Tuesday 22 March 2011

CBR3 Book 21: "Juliet, Naked" by Nick Hornby

Publisher: Penguin
Page count: 256 pages
Rating: 3 stars
Date begun: March 22nd, 2011
Date finished: March 22nd, 2011

Duncan is a big old-music nerd and a self-styled expert on the music career of Tucker Crowe, a singer-songwriter (think Dylan) who released one really critically acclaimed album in the 80s, and then suddenly during a tour disappeared and went into hiding. Duncan frequents internet message boards where he and other fans debate and analyze every aspect of Crowe's career in detail, speculating on what made him suddenly drop everything, and on what he may be up to now. Annie has lived with him in an increasingly more unsatisfying relationship for the past 15 years, and is realizing that she's suddenly middle-aged, living in a boring little English seaside town with a dead-end job at the town's tiny museum, and she doesn't know how to change things.

The thing that does trigger sudden change in Annie's dreary life is an advance copy of the demos for Tucker Crowe's lauded breakup album Juliet, sent to Duncan through one of his message board mates.  Annie opens the post and listens to it before Duncan gets a chance to. They end up having extremely differing opinions on the quality of the album (called Juliet, Naked - see what they did there), and while Duncan posts a glowingly enthusiastic review of it on the internet, Annie decides to post her own.

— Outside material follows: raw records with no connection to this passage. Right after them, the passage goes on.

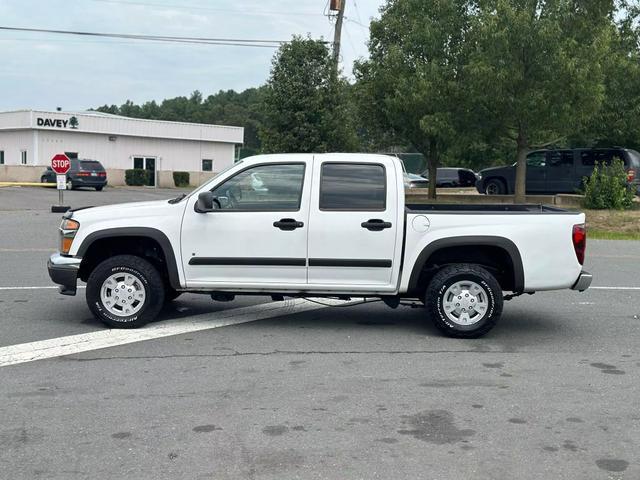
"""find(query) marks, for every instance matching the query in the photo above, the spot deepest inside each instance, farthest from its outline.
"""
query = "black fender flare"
(153, 233)
(493, 241)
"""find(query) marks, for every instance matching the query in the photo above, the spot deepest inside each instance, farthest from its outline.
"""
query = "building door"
(149, 164)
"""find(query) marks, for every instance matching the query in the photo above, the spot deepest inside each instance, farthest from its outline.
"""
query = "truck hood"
(127, 210)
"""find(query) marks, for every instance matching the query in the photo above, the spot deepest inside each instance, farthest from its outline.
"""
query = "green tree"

Having posted her e-mail address with the review, she is contacted shortly after by none other than the elusive Tucker Crowe himself, who is now a middle aged man living in the American country side, trying to come to grips with his own years of wasted potential and the various children he's fathered over the years turning up on his doorstep. They start an e-mail correspondence, and soon Annie knows more about the obscure Mr Crowe than his devoted fans have ever dreamed of.

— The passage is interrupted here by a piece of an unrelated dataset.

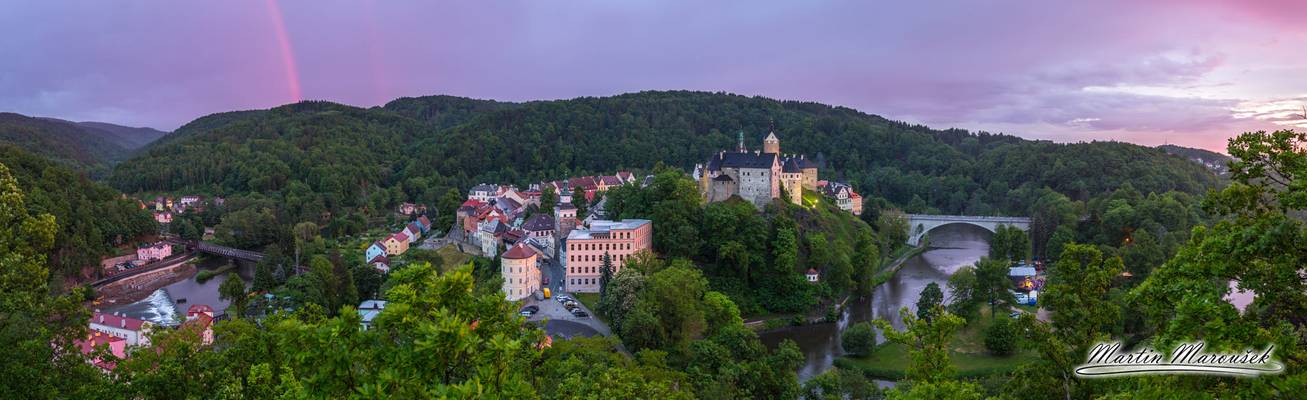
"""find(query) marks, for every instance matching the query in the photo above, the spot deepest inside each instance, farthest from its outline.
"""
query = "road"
(561, 322)
(165, 263)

Juliet, Naked is the third Hornby novel I've read, the first one being High Fidelity, which I found dreadfully dull, and finished out of stubbornness. I also read About A Boy, as I'm a fan of the movie, and found it much better, if a bit dark at times. I was a bit dubious, since in this one, Hornby once again portrays a music obsessive, but the book was for the most part very entertaining, and Duncan is clearly meant to be a bit pathetic, abrasive and unlikable. Anyone who's ever frequented an internet message board where lots of obsessive fans voice their opinions on whatever subject they're passionate about has encountered someone like Duncan. Yet Hornby also manages to make us see that he's a complex person, not just a caricature.

Obviously, I preferred the parts of the story from Annie and Tucker's point of view. Tucker has clearly not been the nicest or wisest person over the years, he's made a whole load of mistakes, and is only now starting to realize that he may have made a bit of a mess out of a lot of things in his life. Both he and Annie have a lot of regrets about their pasts, and develop a friendship through their correspondance that helps them affect necessary changes. If it hadn't been for the rather sudden ending (termed by some online reviewers as tantalisingly open-ended and bittersweet), but which I found a bit lazy and cowardly and would've criticised one of my pupils for ending a story with, I would have really enjoyed this a lot. As it is, it's probably my favourite Hornby book, but I would've liked it more if it had another 10 pages or so and wrapped up the story a bit more.